What frightens him the most in his disorder are the moments of extreme rage. “I don’t know how it can be defined in psychiatric jargon, but I know how to explain it well: I have an extreme intermediate phase between mania and depression, a state of monstrous anger where I have the physical strength ‘one can have in the hypomanic phase and the sadness and the desire to die that one can have in the phases of depression. A sort of synthesis of the worst of these two phases.”

“I freaked out a bit because of the Covid pandemic”

To the point of sometimes putting themselves in danger. “In 2020, I lost my mind a bit because of the Covid pandemic. At one point, I wanted to be a superhero: I thought to myself, ‘well the police don’t do the job, so I’m going to play the KickAss outside’, and I really seriously intended to becoming it.” Ibtissam then starts going out at night with a hammer: “I wandered the streets of Paris to see if there was any danger and if I might not go and beat the face of an attacker.” These peregrinations one day led him to end the night in police custody. “I had climbed the doors of the Louvre Museum. I was drunk, it was 2am. I then said to myself, ‘Damn, I feel too bad, I want to go to a place where I feel good (the Marly courtyard)’ and I wanted to go there at this precise moment. Ibtissam is not the only one to climb the walls: she found several similar stories in the testimonies of other bipolar people she consulted. And problems with alcohol use are also very common in affected patients. “There are moments of intense sadness where you just want to annihilate yourself. Which led me to consume very large amounts of alcohol, sometimes until blackout.”
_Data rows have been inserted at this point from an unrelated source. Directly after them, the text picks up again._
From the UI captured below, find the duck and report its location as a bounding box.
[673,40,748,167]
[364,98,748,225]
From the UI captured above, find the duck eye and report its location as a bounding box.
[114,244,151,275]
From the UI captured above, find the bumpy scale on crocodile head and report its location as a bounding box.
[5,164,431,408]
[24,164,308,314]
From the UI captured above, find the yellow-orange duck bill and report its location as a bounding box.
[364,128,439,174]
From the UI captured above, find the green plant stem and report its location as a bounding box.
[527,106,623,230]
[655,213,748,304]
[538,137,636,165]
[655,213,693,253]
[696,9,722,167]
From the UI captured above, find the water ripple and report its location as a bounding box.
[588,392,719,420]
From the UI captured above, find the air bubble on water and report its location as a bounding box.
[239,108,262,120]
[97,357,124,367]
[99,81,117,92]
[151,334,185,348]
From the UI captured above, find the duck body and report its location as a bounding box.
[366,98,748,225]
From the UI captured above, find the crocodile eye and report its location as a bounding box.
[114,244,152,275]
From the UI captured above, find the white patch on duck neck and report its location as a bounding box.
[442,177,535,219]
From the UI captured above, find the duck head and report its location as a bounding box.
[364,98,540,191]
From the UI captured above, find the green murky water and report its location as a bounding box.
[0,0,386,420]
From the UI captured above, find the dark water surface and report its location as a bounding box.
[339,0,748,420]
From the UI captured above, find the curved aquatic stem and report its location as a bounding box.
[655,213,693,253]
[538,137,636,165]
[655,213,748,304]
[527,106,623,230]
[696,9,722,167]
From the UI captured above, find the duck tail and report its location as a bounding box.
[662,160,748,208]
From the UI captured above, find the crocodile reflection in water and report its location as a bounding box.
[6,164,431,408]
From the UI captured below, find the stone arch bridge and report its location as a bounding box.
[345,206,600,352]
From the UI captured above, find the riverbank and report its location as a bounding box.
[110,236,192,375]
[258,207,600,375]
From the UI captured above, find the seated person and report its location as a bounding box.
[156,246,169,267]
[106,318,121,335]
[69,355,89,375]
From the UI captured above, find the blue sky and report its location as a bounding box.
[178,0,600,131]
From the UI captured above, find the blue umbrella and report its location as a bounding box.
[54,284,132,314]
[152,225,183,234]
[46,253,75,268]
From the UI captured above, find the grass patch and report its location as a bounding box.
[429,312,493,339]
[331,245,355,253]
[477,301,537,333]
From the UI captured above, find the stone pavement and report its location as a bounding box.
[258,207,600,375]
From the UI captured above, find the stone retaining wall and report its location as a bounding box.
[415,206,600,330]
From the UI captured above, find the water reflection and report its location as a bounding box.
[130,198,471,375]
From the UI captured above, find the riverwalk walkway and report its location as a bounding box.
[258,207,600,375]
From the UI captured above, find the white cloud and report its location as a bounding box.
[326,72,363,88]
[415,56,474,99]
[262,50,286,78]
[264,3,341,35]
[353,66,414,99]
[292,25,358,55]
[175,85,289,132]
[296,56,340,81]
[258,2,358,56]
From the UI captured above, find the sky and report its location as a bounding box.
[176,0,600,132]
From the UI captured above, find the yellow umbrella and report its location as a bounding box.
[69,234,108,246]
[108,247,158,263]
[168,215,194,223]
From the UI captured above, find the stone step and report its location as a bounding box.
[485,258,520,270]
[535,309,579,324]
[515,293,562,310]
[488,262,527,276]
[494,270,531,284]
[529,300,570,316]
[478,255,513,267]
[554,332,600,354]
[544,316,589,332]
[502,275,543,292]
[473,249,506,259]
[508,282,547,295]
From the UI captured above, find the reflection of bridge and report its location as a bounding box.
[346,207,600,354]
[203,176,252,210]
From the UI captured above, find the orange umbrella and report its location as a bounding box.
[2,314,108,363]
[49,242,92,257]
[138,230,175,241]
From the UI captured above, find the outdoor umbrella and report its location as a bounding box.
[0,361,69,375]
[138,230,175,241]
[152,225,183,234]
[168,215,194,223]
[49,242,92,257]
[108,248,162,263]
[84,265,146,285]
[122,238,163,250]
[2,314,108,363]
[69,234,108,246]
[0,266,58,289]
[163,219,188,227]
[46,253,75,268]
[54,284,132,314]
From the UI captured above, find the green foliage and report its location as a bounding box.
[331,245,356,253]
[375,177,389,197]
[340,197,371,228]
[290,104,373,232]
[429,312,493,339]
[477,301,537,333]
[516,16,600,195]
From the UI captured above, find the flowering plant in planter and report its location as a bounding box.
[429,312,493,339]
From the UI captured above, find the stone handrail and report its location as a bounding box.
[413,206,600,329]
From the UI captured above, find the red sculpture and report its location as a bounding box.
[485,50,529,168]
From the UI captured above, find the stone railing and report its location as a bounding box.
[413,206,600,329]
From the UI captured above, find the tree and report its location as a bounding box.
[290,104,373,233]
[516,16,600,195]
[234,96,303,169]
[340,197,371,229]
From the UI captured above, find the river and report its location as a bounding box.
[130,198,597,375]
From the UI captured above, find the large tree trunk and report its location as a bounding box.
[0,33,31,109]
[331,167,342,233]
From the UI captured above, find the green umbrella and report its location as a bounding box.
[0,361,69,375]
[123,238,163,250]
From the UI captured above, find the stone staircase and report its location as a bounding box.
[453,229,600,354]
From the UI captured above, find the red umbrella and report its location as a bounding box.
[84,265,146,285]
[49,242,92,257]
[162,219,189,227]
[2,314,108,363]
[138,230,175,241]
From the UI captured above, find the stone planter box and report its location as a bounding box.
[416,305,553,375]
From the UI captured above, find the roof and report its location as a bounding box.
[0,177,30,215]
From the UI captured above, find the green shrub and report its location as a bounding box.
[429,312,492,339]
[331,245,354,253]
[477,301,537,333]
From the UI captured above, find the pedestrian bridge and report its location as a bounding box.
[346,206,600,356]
In her hypomanic phases, this student from Bondy did not only put herself in physical danger. But also in financial danger on several occasions because of compulsive purchases, a behavior frequent in the euphoric phases of bipolar disorder. “We have certain impulses and as soon as there is the possibility, you do not restrain yourself. Your brain will find justifications for you, like ‘you only live once’, or ‘you need it to find the answers to your questions’.” One morning, this passionate regarding philosophy realizes that she misses The Republic from Plato to his collection of books that pile up in his bedroom. “I went straight to Fnac following getting up, without even showering. really on a metaphysical quest.” Another impulse spend, his first time at the casino, right following seeing the film The Cart Counter : “A little drunk, I went alone right following the movie when I didn’t even know the rules. I lost a hundred euros.”

“You can’t imagine how much weight the diagnosis can take”
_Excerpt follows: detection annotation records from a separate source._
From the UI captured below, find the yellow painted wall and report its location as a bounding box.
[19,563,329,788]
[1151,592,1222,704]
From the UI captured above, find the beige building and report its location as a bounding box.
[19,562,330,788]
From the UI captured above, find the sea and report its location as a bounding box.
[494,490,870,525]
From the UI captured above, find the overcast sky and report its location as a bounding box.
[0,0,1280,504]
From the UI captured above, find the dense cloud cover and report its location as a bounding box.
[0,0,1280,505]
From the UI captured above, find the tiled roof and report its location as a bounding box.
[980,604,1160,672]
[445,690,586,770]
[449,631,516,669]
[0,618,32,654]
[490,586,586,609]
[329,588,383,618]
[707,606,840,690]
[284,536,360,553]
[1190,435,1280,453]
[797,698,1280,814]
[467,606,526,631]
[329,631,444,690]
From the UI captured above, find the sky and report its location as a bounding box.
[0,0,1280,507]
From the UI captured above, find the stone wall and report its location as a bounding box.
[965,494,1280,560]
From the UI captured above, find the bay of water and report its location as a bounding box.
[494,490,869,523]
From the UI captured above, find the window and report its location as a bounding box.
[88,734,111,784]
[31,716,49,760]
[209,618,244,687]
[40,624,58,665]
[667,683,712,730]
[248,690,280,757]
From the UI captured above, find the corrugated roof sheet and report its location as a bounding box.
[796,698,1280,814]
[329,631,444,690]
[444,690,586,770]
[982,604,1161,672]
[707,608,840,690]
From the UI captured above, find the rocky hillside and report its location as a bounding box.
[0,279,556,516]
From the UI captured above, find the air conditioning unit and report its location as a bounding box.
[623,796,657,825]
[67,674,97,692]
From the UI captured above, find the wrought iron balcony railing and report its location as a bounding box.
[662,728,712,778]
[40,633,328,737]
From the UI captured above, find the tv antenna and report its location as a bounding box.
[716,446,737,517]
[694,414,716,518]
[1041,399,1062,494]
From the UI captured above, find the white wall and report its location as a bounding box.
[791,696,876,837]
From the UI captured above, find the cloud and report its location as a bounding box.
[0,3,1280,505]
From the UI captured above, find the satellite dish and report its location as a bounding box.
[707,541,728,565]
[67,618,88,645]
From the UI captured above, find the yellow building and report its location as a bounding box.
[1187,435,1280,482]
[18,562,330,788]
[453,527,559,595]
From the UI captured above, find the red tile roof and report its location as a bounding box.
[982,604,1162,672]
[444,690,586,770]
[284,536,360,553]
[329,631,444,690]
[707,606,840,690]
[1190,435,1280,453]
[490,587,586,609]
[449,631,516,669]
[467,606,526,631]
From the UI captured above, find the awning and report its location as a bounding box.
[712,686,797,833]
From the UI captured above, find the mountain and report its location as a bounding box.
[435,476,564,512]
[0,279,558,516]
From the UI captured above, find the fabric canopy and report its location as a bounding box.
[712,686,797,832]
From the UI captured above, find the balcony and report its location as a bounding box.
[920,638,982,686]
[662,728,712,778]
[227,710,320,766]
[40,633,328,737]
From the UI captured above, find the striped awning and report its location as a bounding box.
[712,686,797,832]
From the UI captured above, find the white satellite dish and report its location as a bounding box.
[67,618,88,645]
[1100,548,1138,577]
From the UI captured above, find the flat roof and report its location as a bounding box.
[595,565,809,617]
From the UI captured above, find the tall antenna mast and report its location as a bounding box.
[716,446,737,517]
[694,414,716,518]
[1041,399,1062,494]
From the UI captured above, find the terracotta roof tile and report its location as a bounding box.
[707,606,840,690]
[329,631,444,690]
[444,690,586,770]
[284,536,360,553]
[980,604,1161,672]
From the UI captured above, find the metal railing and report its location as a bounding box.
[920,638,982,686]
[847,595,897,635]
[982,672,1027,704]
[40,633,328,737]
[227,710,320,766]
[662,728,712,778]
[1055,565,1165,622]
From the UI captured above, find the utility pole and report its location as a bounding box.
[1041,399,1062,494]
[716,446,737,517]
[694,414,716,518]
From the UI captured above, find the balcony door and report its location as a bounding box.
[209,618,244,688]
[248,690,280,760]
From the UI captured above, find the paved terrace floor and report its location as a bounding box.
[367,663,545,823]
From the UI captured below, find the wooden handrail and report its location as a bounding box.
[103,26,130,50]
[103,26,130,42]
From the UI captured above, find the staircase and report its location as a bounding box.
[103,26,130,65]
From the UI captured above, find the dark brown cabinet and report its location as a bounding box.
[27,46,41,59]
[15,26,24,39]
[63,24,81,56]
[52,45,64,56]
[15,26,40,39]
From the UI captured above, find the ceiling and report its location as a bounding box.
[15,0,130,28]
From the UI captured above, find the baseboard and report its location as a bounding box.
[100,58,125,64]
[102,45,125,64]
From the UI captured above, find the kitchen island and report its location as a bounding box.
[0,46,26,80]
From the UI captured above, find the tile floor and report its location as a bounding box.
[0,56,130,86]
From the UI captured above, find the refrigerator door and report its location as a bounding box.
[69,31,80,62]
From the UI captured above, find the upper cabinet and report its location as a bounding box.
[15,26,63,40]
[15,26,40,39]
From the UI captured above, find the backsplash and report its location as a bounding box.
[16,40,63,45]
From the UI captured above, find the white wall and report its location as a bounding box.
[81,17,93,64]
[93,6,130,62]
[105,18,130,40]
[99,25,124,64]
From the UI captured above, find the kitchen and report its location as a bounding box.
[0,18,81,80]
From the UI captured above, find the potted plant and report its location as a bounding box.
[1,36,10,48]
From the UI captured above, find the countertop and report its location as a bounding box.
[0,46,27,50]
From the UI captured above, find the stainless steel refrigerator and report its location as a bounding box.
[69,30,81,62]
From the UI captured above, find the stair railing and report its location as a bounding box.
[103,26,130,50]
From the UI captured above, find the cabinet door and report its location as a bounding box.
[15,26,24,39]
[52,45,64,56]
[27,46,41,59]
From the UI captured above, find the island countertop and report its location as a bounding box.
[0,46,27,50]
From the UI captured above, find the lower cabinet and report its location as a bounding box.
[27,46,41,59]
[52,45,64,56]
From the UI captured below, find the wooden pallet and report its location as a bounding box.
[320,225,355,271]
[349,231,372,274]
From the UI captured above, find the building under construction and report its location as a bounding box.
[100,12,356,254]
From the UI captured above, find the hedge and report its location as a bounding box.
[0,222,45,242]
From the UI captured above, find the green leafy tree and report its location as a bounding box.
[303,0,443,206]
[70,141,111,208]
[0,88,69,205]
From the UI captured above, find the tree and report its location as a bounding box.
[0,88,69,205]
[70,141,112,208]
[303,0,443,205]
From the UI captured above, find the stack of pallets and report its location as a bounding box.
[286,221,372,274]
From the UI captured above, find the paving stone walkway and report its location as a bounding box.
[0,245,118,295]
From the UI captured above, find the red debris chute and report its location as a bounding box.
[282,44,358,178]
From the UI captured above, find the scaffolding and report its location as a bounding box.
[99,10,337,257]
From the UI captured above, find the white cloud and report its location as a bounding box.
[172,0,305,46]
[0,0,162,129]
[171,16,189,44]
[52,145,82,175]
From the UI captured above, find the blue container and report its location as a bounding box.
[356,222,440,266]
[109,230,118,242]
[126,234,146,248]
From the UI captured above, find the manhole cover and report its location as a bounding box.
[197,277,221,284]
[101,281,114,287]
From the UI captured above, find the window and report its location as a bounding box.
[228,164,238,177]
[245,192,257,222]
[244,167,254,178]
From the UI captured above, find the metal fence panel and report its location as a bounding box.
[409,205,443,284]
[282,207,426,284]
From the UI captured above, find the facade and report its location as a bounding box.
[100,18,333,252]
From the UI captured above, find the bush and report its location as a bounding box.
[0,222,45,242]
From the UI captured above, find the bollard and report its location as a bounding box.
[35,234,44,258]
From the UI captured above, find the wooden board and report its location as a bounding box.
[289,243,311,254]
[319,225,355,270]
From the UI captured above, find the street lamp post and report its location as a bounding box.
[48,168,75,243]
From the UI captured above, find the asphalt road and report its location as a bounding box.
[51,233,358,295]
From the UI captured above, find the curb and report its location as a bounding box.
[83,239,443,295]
Once back in the depression phase, these irrational behaviors led Ibtissam to feel a lot of guilt, reinforcing his suicidal thoughts. “Today, I continue to see a psychiatrist and I finally manage to put words on what I experienced. I can finally say to myself: it’s not my fault, I’m just sick.” She encourages people who have suspicions regarding their mental health to consult a professional. “It’s difficult because we are often in denial, but you can’t imagine how much of a burden it can take to know what we have and how we can try to fix it. We know that the treatments are not perfect, that there are complications, side effects, but it is still better than not treating our bipolarity, especially when we know how many of us commit suicide when they are not not processed.”
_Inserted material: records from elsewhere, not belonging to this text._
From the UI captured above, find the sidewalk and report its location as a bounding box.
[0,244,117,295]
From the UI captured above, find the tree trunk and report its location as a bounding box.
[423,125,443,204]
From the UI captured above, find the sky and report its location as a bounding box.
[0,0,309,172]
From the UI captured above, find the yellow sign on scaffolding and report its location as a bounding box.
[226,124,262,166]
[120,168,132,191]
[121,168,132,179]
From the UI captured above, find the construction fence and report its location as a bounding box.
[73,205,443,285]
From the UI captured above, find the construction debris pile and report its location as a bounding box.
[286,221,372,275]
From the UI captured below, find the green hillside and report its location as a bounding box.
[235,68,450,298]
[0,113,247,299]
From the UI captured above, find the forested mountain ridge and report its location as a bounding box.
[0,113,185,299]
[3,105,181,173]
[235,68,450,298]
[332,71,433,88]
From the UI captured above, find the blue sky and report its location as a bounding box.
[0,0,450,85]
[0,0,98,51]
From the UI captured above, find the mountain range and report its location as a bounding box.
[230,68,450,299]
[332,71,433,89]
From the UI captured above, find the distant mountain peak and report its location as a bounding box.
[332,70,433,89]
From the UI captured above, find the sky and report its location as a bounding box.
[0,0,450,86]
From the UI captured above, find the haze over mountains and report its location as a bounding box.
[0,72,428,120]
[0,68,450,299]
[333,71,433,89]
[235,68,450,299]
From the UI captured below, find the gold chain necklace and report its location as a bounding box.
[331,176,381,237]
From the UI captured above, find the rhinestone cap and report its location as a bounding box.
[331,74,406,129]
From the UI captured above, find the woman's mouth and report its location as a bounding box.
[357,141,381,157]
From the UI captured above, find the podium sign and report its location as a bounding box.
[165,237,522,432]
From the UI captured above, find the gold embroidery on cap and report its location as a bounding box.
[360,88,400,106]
To encourage herself, Ibtissam concludes the story of her patient journey with this metaphor that suits her love of the marathon well: “Diagnosis is only the first step. I haven’t finished my race, I know that I haven’t stabilized yet and I know very well that I still have miles to run. But at least I’m already in the race, I’m already on my way, and you have to keep moving forward, running and trying to go all the way.”